Cement manufacturer Bamburi #ticker:BAMB has more than halved interim dividend payout to shareholders after it suffered a 36.21 per cent dip in half-year net profit for the period ended June 30.

The firm, listed on the Nairobi Securities Exchange #ticker:NSE , attributed the profit drop to low demand from a softening construction industry and weak prices due to fierce competition by producers.

The giant cement maker yesterday announced a net income of Sh1.85 billion in the six-month, down from Sh2.90 billion in the same period last year. This was on the back of a Sh1.57 billion decline in revenue to Sh17.54 billion from Sh19.11 billion attributed to a slowdown in construction activity ahead of the August 8 polls.

Shareholders will get Sh2.50 interim dividend per share, 58.83 per cent less than the firm paid 12 months ago.

Bamburi also owns Hima Cement Ltd in neighbouring Uganda.

The company blamed the drop in sales on reduced private sector investment, especially in individual home builder segment, delays in some infrastructure projects and drought conditions which have persisted since the last quarter of 2016.

The Ugandan business, however, “enjoyed good market conditions”, posting “good performance” in domestic and export sales in the review period, Bamburi said.

France’s conglomerate Larfage controls 58.6 per cent of the cement maker.

READ: Cement production, use fall in first half

The firm kept a tight lid on operating costs which were flat, declining 0.53 per cent to Sh14.88 billion.

“While the underlying business remains solid in Kenya, the market faced softening demand,” managing director Bruno Pescheux said in a statement.

The firm, nonetheless, sees construction activity picking up from October when a new government is expected to have been sworn into office if the Supreme Court throws out the ongoing presidential petition by the Opposition, the National Super Alliance.
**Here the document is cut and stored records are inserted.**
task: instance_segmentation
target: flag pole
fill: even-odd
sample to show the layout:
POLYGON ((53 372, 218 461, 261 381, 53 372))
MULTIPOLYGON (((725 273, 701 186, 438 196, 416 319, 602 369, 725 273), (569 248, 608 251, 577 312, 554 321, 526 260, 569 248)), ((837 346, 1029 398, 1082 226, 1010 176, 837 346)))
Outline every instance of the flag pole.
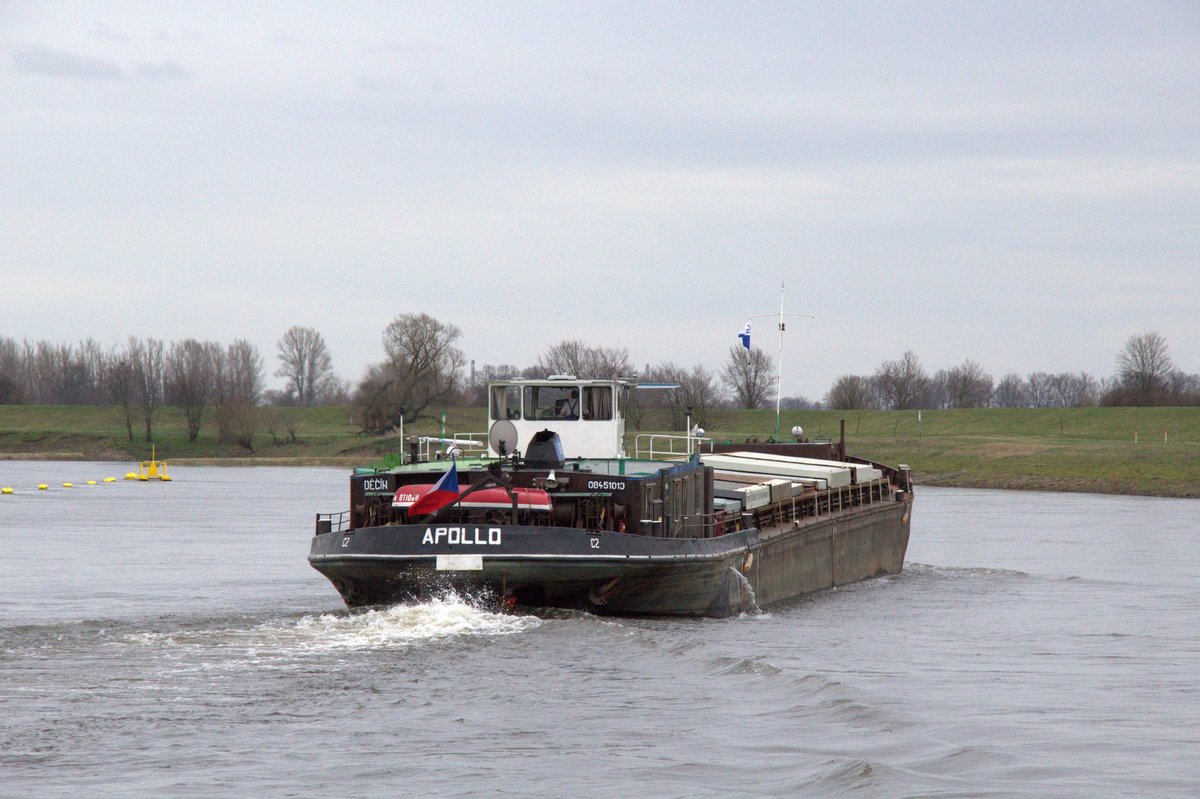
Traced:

The seven-judge bench is constitutionally required to deliver its verdict next week.

“We expect the Kenyan market will rebound in the last quarter (October-December) while the Ugandan market is expected to continue performing well in line with the projected growth in both the domestic and regional markets,” Pescheux said.

The country’s largest cement maker by market share is expanding grinding capacity at its Athi River plant and in Uganda by 1.8 million tonnes, a project it started in January and is set for completion mid-next year.
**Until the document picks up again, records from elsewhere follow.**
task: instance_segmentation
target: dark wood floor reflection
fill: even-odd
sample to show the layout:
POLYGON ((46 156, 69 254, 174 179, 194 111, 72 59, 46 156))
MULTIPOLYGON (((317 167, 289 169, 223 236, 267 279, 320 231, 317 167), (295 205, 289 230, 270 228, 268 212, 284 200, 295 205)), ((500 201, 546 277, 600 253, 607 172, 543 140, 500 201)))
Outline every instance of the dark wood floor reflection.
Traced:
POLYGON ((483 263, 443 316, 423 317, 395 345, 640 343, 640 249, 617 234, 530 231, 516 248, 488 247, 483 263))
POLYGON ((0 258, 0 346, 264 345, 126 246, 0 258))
Bamburi said increased capacity will “solidify” its position as the lowest cost producer in the region, giving it a pricing edge over competitors.

“Though 1H17 (half-year 2017) performance has set the stage for revising FY17 (full-year) downwards, we do not see any immediate spill-over risk to our medium-term forecasts,” Standard Investment Bank said in a note to investors. “In addition, we expect Bamburi’s cash-rich position, compared to highly geared competitors, to offer downward protection against soft cement demand and intense competition.”